Fred's in Waldorf 20.00 for blood worms .Always using gas as an excuse.Its called gouging.I only buy from mom and pop places not places like freds


----------



## retired (Oct 20, 2016)

Eclipse1139 said:


> Fred's in Waldorf 20.00 for blood worms .Always using gas as an excuse.Its called gouging.I only buy from mom and pop places not places like freds


 They were 25 a bag in OBX last Fall.........ONLY thing I could get a pomp to hit as well.


----------



## DaBig2na (Aug 7, 2011)

Eclipse1139 said:


> Fred's in Waldorf 20.00 for blood worms .Always using gas as an excuse.Its called gouging.I only buy from mom and pop places not places like freds


How about you do a google search and see what 10 dozen blood worms cost shipped in from Maine? Try Bloodworms for sale and then Buy Live Bloodworms online..... the only place they come from is Maine and the harvesters only get a few hours per day to find them because of tides... . Here is a link to get you started. Worms have to be shipped Fed Ex overnight...Shipping is expensive. You will be quite surprised to find that the business youre slamming makes little profit on them.








Live Bloodworms


Saltwater fishing bait. Fish with Bloodworms.



www.wormman.com


----------



## retired (Oct 20, 2016)

One thing this thread did make me do was investigate something I really never had. I'll buy some (bloodworms) locally again but I hope to try a few things differently this year. I bought 4 bags in 2 weeks last year. With the much longer stay this year coming up I can't stomach spending that much again. That's not knocking the bloodworm industry, its just economics.


----------



## Danta (Sep 22, 2015)

West marine in Solomon island. $12 dollars last year. Fred’s always been high an hell. I don’t buy anything from them. Tackle box in Lexington park had decent prices last year.


----------



## Eclipse1139 (Sep 26, 2019)

Danta said:


> West marine in Solomon island. $12 dollars last year. Fred’s always been high an hell. I don’t buy anything from them. Tackle box in Lexington park had decent prices last year.

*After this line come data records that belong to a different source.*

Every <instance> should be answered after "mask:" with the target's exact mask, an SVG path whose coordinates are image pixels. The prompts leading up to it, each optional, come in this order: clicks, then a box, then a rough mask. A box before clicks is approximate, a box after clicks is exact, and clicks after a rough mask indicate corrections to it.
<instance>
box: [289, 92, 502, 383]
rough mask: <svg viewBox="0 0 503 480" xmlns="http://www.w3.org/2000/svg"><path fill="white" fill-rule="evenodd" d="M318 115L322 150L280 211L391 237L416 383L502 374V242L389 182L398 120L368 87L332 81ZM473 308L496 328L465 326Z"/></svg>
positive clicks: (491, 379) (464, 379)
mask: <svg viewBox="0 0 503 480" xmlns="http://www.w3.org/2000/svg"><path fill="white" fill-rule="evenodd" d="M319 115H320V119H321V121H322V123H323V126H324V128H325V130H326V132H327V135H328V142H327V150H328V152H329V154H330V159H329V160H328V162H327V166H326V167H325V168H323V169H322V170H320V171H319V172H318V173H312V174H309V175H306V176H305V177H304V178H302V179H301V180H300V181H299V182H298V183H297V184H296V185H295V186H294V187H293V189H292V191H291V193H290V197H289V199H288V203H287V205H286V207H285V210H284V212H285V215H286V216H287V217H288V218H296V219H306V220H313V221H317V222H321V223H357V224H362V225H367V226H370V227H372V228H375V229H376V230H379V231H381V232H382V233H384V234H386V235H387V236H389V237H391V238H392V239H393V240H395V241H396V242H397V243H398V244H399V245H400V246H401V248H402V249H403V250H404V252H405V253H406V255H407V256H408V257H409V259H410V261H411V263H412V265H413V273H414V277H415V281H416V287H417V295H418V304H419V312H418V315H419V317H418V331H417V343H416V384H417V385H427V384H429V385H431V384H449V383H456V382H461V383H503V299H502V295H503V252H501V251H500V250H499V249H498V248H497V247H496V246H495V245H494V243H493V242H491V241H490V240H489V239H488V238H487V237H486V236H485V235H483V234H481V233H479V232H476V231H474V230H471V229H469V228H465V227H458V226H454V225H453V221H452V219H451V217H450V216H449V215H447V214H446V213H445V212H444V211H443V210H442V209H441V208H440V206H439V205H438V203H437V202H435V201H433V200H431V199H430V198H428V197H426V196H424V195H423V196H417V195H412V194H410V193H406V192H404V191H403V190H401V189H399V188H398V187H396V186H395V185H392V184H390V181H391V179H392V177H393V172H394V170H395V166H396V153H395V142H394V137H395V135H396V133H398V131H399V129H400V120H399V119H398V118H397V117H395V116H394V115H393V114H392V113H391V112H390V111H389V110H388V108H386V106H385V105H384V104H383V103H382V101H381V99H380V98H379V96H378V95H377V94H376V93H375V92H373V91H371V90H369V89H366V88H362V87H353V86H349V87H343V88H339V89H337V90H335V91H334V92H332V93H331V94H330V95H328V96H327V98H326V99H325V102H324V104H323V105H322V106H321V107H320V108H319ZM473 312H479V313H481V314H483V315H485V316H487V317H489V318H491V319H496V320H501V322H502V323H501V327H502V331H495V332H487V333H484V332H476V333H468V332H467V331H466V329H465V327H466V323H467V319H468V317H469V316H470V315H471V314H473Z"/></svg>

Well the business I slammed and will continue to slam for gouging is in fact gouging.Funny though a good business called the tackle box has the same price as last year 15.00 and believe me theyll get my business from now on


----------



## retired (Oct 20, 2016)

Good friend of mine was all up and down the NC coast last couple weeks. 15 bucks was the normal price he found at numerous places..............lets see next week how that holds up on the OBX and i am asking at several
different places....


----------



## Eclipse1139 (Sep 26, 2019)

Yes the tackle box is not gouging period.15.00 same as last year.Love businesses that do business right.Unlike Fred's outdoors 20.00 rediculouse


----------



## Danta (Sep 22, 2015)

7 eleven $16.99


----------



## dboyd (Apr 2, 2011)

anybody try lugworms?
I thought that was kind of pathetic when I heard about them but then I saw some guy with a box of them the other day and they actually looked very much like blood worms but I didn't have them myself or stick around long enough to know how well he did with them


----------



## maitretea (Mar 26, 2021)

dboyd said:


> anybody try lugworms?
> I thought that was kind of pathetic when I heard about them but then I saw some guy with a box of them the other day and they actually looked very much like blood worms but I didn't have them myself or stick around long enough to know how well he did with them


I used them a few times last year and did pretty well for spot/perch - I honestly feel like bloodworm fishbites work just as well as lugworms and as bloodworms (at least for spot/perch)


----------



## dirtyhandslopez (Nov 17, 2006)

Lug worm and ragworm(very large sandworms) are the go to baits in the UK. If the lug being sold here is the same as UK lug, then it's as juicy, if not more juicy, than bloodworm. Lug don't do well if you try to cut em for smaller baits, need to be fished whole. We used to keep em live in saltwater tanks. A good sized lug would be 8" usually 4-6". The regular ragworm were 4-10", but king rag would get huge 2-3'. Saw a king rag swimming once, looked like a centipede that had turned into a snake. There was white/silver ragworm as well. You had to know a spot to get it. Was banned in quite a few fishing matches.


----------